An upper isolation system may be inserted mid- or intermediate-string to allow for lengths of up to 3000 ft (0.91 km) from the tested zone to the top of the shallowest influencing zone. A coiled tubing tube-to-tube connector system such as illustrated in FIG. 7 may be used for this purpose.

Deployment of a mid-string circulation system could be performed either by circulating the well to a kill weight fluid, or by installation of an internal isolation system during deployment of the coiled tubing into or out of the well. The latter method comprises management of the system to avoid coiled tubing collapse, buckling, and differential sticking of the system due to the third packer arrangement.

Methods, apparatus, and systems of this aspect of the invention comprise a reliable spoolable and splittable connector system and a selective circulation valve to allow fluids to circulate from within the coiled tubing to the coiled tubing annulus.

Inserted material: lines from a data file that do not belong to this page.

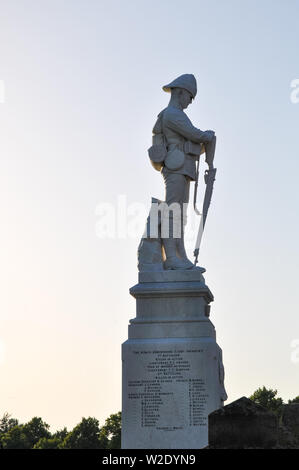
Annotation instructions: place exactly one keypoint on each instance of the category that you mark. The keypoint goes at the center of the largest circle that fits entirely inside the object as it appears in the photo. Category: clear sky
(82, 90)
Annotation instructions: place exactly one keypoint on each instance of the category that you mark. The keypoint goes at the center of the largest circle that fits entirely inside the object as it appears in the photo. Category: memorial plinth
(172, 366)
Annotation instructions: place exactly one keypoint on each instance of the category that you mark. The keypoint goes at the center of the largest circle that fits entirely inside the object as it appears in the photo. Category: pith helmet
(186, 81)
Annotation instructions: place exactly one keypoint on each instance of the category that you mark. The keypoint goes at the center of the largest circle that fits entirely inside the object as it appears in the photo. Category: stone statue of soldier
(179, 166)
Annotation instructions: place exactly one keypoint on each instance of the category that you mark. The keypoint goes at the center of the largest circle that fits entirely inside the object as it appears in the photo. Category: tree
(112, 431)
(15, 438)
(266, 398)
(35, 430)
(86, 435)
(52, 443)
(295, 400)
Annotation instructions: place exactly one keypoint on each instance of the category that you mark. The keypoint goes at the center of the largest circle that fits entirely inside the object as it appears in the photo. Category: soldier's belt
(188, 148)
(192, 149)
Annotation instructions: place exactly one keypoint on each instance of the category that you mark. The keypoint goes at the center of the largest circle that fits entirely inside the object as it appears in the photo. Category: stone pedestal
(172, 365)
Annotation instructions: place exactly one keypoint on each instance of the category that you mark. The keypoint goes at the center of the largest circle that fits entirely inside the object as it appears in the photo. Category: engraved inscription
(171, 383)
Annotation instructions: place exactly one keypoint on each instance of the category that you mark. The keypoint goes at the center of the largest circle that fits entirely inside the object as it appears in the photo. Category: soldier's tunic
(177, 129)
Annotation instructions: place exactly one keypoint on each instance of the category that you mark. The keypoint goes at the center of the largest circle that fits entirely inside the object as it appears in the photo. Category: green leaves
(266, 398)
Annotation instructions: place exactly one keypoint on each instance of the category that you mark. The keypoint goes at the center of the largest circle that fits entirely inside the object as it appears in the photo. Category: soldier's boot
(170, 246)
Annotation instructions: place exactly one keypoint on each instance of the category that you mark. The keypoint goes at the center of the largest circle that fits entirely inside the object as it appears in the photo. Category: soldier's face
(186, 98)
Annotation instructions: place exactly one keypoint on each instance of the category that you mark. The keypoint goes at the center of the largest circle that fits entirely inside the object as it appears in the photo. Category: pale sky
(82, 91)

The system functions to isolate the coiled tubing below the circulation valve for deployment and/or removal from the well. A cup-style non-inflatable packer system may be employed to isolate flow in the coiled tubing annulus below the circulation valve, and another valve to function in conjunction with the described system.

In other embodiments, methods, apparatus and systems of the invention may comprise replacing, when desired, the bottom-most two packers (in monobore applications) with hydraulic packers, so that these may be left in the well for a period of the pressure build-up test, and later either retrieved or moved to the next zone up to be tested.

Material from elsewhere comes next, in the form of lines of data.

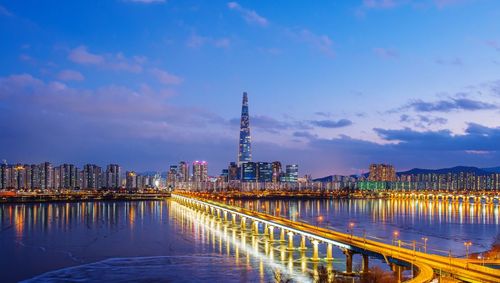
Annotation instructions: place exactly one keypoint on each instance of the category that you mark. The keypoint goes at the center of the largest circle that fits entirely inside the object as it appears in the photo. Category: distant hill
(492, 169)
(453, 170)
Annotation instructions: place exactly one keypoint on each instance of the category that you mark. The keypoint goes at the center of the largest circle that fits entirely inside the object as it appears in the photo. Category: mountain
(453, 170)
(492, 169)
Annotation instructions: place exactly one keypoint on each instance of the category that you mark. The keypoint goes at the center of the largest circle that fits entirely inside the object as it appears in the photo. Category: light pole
(467, 245)
(395, 237)
(425, 244)
(351, 228)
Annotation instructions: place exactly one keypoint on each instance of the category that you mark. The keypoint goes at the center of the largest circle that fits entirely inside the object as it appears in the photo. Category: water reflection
(446, 225)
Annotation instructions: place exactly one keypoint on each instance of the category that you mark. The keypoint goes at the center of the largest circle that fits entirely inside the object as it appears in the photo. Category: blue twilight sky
(333, 85)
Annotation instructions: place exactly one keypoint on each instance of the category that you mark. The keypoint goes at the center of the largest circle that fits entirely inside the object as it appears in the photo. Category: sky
(333, 85)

Non-limiting examples are now provided for installing systems of the invention that does not commingle fluid from a zone of interest with fluid from other zones.

An example installation comprises a spliced coiled tubing, wherein the splice is positioned based on the highest difference between the bottom zone and the top zone in a field or area. Once at the wellsite, downhole tools may be installed at the end of the coiled tubing. The installed downhole tools include tools such as: coiled tubing connector; optional disconnect (hydraulicaly or electricaly operated, or operated by other means); surface controlled downhole shut-in valve; reversible check valve (hydraulicaly or electricaly operated, or operated by other means) (this valve could be integrated in the upper packer as well); upper packer (conventional tandem packer for monobore application, inflatable straddle for through tubing application); spacer pipes; one ported sub with optional burst disk for safety; gauge carrier, which may carry one or more downhole pressure and temperature sensors; lower packer (conventional packer for monobore application, inflatable straddle for through tubing application); and nozzle.

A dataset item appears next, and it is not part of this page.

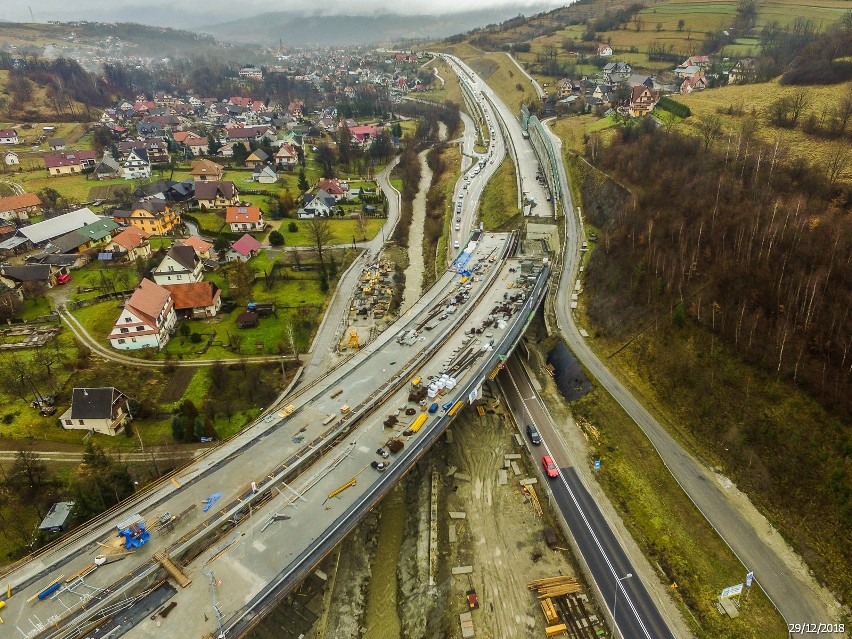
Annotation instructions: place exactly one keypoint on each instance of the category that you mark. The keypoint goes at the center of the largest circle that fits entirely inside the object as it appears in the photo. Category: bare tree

The coiled tubing will then be run in hole (RIH) until the splice section is below the stripper. At this point the coiled tubing injection is stopped, the BOP slip and pipe rams are closed on the coiled tubing pipe and tested, the pressure bled, and the injector head is separated from the coiled tubing BOP. There should be enough risers rigged-up between the injector head and the BOP that is sitting on top of the wellhead.

Once the riser is disconnected, the coiled tubing is lowered until the splice connection is exposed. The connection is undone, via the a threaded connection, turnbuckle connection, or other like connection built into the splice connector. Tools such as the following may then be connected between the top and bottom halves of the splittable spoolable connector (from top to bottom): surface controlled circulation sub; regular dual flapper check valve; cross-over tool (can also be built-into the top cross-over packer); top cross-over packer (conventional packer if in monobore application or if set inside the tubing string in the through tubing application. Inflatable packer if set in casing in the through tubing application scenario); and dual ball valve.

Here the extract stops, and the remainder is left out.